While you definitely don't need to be a scripting guru to use Otter, learning how to incorporate scripts into your Otter plans will enable you to automate virtually any aspect of Windows or Linux.
psexec >> # delete all but the latest 3 logs in the log directory Get-ChildItem "E:\Site\Logs\$ApplicationName" | Sort-Object $.CreatedDate -descending | Select-Object -skip 3 | Remove-Item >>;
shexec >> echo "Hello from $ApplicationName"; >>;
Otter will seamlessly replace variables within your powershell script, so in the example above
$ApplicationName might be defined as a Configuration Variable.
pscall CreateUserInDirectory( domain: hdars.local, user: $UserName );
If you use PowerShell's header documentation standards, you'll even get rich descriptions for script arguments when editing in visual mode.
shcall ConfigDirectory( arguments: -domain=hdars.local -user=$UserName );
The Otter Execution Engine is not a general-purpose programming runtime, and thus doesn't have built-in support for things like arithmetic. You could, of course, write a custom variable function to support this, but PSEval is much easier:
For example, if you wanted to convert the value stored in one variable (
$minutes) to milliseconds.
You could PSEval the simple expression
$minutes * 60 * 1000:
set $milliseconds = $PSEval($minutes * 60 * 1000);
$PSEval actually runs the expression on the server currently in context, so use it inside of an If/Else Block to perform different operations depending on the results of the expression on that server.

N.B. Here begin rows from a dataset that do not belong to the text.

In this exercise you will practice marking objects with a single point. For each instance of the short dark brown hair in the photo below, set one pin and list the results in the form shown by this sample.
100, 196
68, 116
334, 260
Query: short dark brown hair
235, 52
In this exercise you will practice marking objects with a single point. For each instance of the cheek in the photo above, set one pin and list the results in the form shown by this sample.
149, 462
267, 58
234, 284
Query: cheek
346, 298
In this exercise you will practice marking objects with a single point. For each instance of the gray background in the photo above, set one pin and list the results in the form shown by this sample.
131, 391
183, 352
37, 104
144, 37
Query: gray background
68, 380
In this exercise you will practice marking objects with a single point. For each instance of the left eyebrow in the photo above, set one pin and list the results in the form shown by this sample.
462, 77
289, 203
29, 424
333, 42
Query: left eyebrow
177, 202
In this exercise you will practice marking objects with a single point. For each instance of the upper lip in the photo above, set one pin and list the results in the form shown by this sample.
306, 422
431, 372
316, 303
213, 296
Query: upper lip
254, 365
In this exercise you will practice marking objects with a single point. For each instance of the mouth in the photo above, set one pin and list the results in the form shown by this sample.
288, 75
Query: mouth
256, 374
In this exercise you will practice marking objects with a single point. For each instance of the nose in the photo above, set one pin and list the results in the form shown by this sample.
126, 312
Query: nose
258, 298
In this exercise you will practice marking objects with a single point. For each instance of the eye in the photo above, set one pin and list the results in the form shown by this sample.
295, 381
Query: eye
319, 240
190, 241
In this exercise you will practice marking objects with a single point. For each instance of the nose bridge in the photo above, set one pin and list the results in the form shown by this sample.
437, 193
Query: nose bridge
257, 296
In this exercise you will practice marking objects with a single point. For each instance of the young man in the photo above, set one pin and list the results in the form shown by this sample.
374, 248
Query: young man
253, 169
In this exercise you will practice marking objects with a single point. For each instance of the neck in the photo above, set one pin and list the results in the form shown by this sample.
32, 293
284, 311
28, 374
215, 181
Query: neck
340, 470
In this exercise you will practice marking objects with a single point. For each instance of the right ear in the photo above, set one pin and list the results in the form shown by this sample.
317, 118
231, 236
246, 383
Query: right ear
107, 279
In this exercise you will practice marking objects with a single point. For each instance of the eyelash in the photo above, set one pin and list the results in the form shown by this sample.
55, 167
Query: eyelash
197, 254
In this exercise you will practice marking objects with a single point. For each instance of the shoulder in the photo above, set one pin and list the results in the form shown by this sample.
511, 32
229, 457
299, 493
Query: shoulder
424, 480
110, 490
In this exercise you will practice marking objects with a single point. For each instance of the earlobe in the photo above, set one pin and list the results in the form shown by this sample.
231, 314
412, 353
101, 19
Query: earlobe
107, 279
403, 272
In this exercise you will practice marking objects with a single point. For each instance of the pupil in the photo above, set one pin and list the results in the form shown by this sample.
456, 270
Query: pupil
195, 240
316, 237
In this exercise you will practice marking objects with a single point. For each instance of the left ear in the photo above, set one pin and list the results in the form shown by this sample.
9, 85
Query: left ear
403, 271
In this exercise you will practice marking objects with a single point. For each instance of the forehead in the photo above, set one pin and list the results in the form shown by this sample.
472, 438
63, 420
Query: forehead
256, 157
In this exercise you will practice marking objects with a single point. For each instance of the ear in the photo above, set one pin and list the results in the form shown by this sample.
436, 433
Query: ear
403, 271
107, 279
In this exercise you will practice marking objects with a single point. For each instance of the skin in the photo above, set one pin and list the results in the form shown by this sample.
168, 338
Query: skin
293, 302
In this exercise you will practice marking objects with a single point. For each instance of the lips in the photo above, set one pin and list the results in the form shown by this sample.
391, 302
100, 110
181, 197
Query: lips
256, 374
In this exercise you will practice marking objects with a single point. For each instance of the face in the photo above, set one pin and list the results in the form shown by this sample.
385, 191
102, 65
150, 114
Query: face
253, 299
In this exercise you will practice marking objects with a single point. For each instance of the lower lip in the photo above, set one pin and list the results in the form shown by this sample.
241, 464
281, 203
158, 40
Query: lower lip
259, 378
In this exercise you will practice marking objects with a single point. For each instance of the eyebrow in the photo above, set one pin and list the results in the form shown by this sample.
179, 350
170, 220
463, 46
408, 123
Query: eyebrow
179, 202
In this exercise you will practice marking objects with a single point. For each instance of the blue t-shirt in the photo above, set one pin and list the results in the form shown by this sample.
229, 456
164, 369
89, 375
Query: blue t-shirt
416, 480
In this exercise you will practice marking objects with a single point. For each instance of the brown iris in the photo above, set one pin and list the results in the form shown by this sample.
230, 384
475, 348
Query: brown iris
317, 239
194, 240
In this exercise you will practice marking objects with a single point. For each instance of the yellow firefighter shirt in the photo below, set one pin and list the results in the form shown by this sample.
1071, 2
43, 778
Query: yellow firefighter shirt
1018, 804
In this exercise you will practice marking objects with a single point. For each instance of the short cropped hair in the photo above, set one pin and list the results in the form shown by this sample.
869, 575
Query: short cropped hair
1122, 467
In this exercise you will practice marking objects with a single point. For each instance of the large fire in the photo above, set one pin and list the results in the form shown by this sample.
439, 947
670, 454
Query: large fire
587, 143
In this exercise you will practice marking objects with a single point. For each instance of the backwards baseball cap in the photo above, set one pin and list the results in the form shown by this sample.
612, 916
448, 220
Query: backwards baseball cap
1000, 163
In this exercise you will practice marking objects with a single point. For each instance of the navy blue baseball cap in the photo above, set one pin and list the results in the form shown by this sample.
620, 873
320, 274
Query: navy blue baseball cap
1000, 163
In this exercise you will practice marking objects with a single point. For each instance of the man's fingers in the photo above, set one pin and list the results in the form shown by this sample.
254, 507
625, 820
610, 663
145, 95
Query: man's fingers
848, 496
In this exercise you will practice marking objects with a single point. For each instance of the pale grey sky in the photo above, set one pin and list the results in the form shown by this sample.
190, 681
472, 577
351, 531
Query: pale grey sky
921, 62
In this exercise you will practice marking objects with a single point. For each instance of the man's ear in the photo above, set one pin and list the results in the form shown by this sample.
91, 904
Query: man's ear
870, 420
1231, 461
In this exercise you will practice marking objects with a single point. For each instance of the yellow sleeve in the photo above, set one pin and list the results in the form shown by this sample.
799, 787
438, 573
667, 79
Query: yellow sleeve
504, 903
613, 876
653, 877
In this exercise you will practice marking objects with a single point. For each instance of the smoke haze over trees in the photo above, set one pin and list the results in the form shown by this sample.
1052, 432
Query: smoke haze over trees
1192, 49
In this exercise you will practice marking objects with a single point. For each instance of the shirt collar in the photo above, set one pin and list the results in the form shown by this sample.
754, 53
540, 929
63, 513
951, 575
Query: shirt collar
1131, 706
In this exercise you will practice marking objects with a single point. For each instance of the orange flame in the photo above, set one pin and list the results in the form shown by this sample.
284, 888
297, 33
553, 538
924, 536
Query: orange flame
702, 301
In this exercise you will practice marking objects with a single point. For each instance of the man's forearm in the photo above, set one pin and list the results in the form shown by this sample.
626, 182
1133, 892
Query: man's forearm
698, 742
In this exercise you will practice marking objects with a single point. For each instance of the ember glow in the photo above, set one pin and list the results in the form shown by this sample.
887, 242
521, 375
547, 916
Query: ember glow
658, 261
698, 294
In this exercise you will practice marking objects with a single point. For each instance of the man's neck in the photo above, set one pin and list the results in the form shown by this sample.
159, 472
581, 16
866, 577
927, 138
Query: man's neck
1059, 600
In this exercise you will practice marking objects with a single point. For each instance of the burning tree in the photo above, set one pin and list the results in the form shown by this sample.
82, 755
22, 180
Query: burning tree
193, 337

PowerShell Desired State Configuration (DSC) offers quite a few open-source modules that you can use to configure different features of Windows Servers. With PSDsc, you can invoke DSC Resources in nearly the same manner as a native DSC statement.
PSDsc xWebAppPool ( Name: AccountsAppPool, Ensure: present );
These declarative-style statements are essentially [Ensure Operations], and thus will collect, report, and remediate drift just like the Built-in Operations.
Because a script can do anything, there's an obvious overlap between Otter's built-in operations and a PowerShell CmdLet or script that you might write.
In general, you should use a built-in Operation when possible. Operations are designed to be massively parallel, cancellation-aware, and highly performant, and they also provide rich descriptions when viewed outside of code.
Many scripts, on the other hand, might be written to run interactively (i.e. in a commandline), and may prompt for user input if an argument is missing, or do other things not suitable in for non-interactive, scalable environments.